Our system is distributed across Redis, PostgreSQL and our API service. We can run many nodes of the API service to help achieve scale, similarly we can run many nodes of Redis to help fan-out the load. However, we need to be mindful of the trade-offs between Consistency, Availability, and Partition Tolerance.
In our case, we prioritize Availability and Consistency over Partition Tolerance. This means that in the event of a network partition, Redis being unavailable for example, we allow for some level of inconsistency in the data, but we ensure that the system remains available for reads and writes.
To implement this fully, as noted above, we would perform background reconciliation to ensure that any inconsistencies are resolved over time. We also leverage the unique constraints in our database to help prevent duplicate entries and maintain data integrity.
As noted above, there is work to be done around consistency in the system.
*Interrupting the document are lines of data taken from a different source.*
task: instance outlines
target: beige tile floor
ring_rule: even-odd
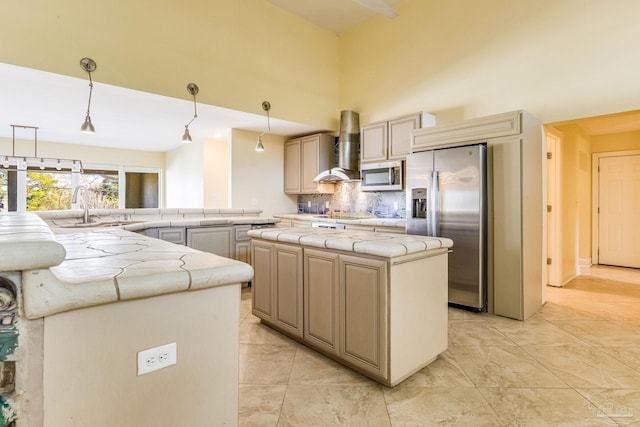
[[[449,309],[449,349],[384,387],[262,325],[242,293],[241,426],[640,426],[640,270],[584,268],[525,322]]]

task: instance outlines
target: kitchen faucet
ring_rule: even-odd
[[[82,223],[87,224],[89,222],[89,190],[84,185],[78,185],[73,192],[73,197],[71,197],[71,203],[77,203],[78,201],[78,191],[80,189],[84,190],[84,197],[82,201],[84,202],[84,215],[82,216]]]

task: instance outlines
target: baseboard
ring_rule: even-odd
[[[591,267],[591,258],[578,258],[579,267]]]

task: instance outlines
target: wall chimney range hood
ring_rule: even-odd
[[[315,182],[358,181],[360,170],[360,115],[355,111],[340,112],[340,135],[338,136],[338,167],[320,172]]]

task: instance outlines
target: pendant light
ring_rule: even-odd
[[[271,104],[269,104],[269,101],[262,101],[262,109],[267,112],[267,130],[265,130],[258,136],[258,142],[256,143],[256,151],[258,153],[262,153],[264,151],[264,145],[262,145],[262,137],[265,133],[271,130],[271,122],[269,120],[269,110],[271,110]]]
[[[91,116],[89,110],[91,109],[91,94],[93,92],[93,80],[91,80],[91,73],[96,70],[96,62],[91,58],[82,58],[80,60],[80,67],[89,74],[89,103],[87,104],[87,116],[84,118],[84,123],[80,127],[82,133],[96,133],[96,129],[91,123]]]
[[[191,134],[189,133],[189,125],[191,123],[193,123],[193,121],[196,119],[196,117],[198,117],[198,111],[196,110],[196,95],[198,94],[198,92],[200,91],[200,89],[198,88],[198,85],[195,83],[189,83],[187,85],[187,92],[189,92],[191,95],[193,95],[193,118],[191,119],[191,121],[189,121],[189,123],[187,123],[184,126],[184,135],[182,135],[182,142],[185,144],[188,144],[191,142]]]

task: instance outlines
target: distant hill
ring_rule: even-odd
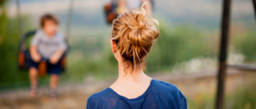
[[[103,5],[108,0],[75,0],[72,15],[72,27],[77,31],[83,27],[107,29],[103,13]],[[219,27],[221,0],[155,0],[154,17],[168,26],[187,24],[206,29]],[[22,13],[31,16],[37,24],[39,16],[51,12],[57,14],[65,27],[68,0],[20,0]],[[15,14],[14,1],[9,3],[10,13]],[[252,24],[254,15],[251,1],[234,0],[232,20]],[[77,32],[79,32],[77,31]]]

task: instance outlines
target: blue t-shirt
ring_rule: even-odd
[[[87,109],[146,108],[186,109],[186,97],[174,85],[153,79],[141,96],[127,99],[108,87],[92,94],[87,100]]]

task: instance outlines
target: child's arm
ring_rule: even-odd
[[[65,39],[60,40],[60,44],[59,49],[50,57],[50,62],[53,64],[56,64],[59,61],[60,57],[67,50],[68,45]]]
[[[56,64],[58,63],[61,56],[63,54],[65,51],[62,50],[57,50],[51,57],[50,62],[53,64]]]
[[[31,45],[30,48],[30,55],[34,62],[39,62],[41,60],[41,55],[37,52],[37,47]]]
[[[37,31],[36,34],[33,36],[30,42],[30,52],[31,58],[34,62],[39,62],[41,60],[41,55],[37,52],[37,45],[39,41],[39,32]]]

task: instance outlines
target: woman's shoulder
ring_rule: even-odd
[[[94,93],[93,94],[91,94],[89,98],[87,101],[99,101],[99,100],[101,99],[101,98],[102,97],[102,95],[105,95],[104,93],[105,93],[106,92],[106,89]]]
[[[172,103],[175,103],[179,108],[187,108],[186,99],[176,85],[156,80],[154,86],[156,87],[158,95],[162,96],[162,101],[174,101]]]
[[[165,90],[179,91],[179,89],[175,85],[158,80],[155,80],[155,86],[156,87],[158,87],[160,89],[165,89]]]

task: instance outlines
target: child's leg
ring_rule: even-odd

We would implement a background service that would reconcile data between Redis and PostgreSQL to ensure that any inconsistencies are resolved over time.
There is also a bit of work that can be done on the Web UI. The current Chota.Web project is the scaffolded ASP.NET Core project that provides a basic web interface for the URL shortener. We could replace this with a proper React App for URL shortening.
Similarly, allowing users to specify their own shortUrls would be a valuable feature to implement.
Asides this, benchmark test suites, using BenchmarkDotNet would be a good area to invest in. So that with each change we would be able to measure & report on performance metrics. I would also work on enhancing the test suite. The integration tests require a bit of work. It would be better to run several types of integration tests against running PostgreSQL and Redis instances. This is currently pending. I also intend to use NBomber for load testing in the future.